A remarkable new discovery solves an ancient mystery that Charles Darwin couldn't on a very unusual species indeed.
It’s been called the strangest animal ever, and it stumped Charles Darwin for years. Now, scientists say that they’ve finally cracked the riddle of where this bizarre beast belongs on the tree of life.
It’s called Macrauchenia patachonica, and it lived about 12,000 years ago during the last ice age. It looked a bit like a camel without a hump, as well as a short trunk for a nose. It was an herbivore that lived in what is now Patagonia in South America.
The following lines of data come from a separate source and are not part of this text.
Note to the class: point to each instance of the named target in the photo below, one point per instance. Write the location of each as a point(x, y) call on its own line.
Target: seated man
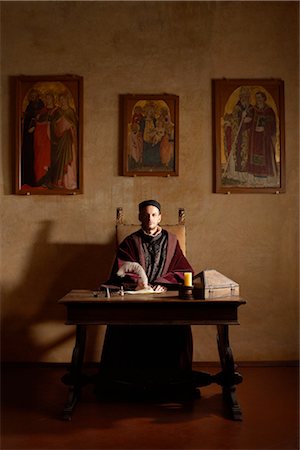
point(153, 354)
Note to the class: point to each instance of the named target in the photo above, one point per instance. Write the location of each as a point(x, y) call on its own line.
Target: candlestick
point(188, 279)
Darwin found the first fossil of this strange creature back in 1834, and gave them to Richard Owen, a British paleontologist, to investigate further. However, they weren’t able to figure out what kind of mammal lineage it had based on its features.
But authorities now think that Macrauchenia belongs to the group Perissodactyla, which includes horses, rhinos, and tapirs. The study was published in the journal Nature.
“Fitting South American ungulates to the mammalian family tree has always been a major challenge for paleontologists, because anatomically they were these weird mosaics, exhibiting features found in a huge variety of quite unrelated species living all over the place,” said Ross MacPhee, one of the paper’s authors and a curator in the American Museum of Natural History’s Department of Mammalogy, in a 2015 statement from the American Museum of Natural History. “This is what puzzled Darwin and his collaborator Richard Owen so much in the early 19th century. With all of these conflicting signals, they couldn’t say whether these ungulates were related to giant rodents, or elephants, or camels–or what have you.”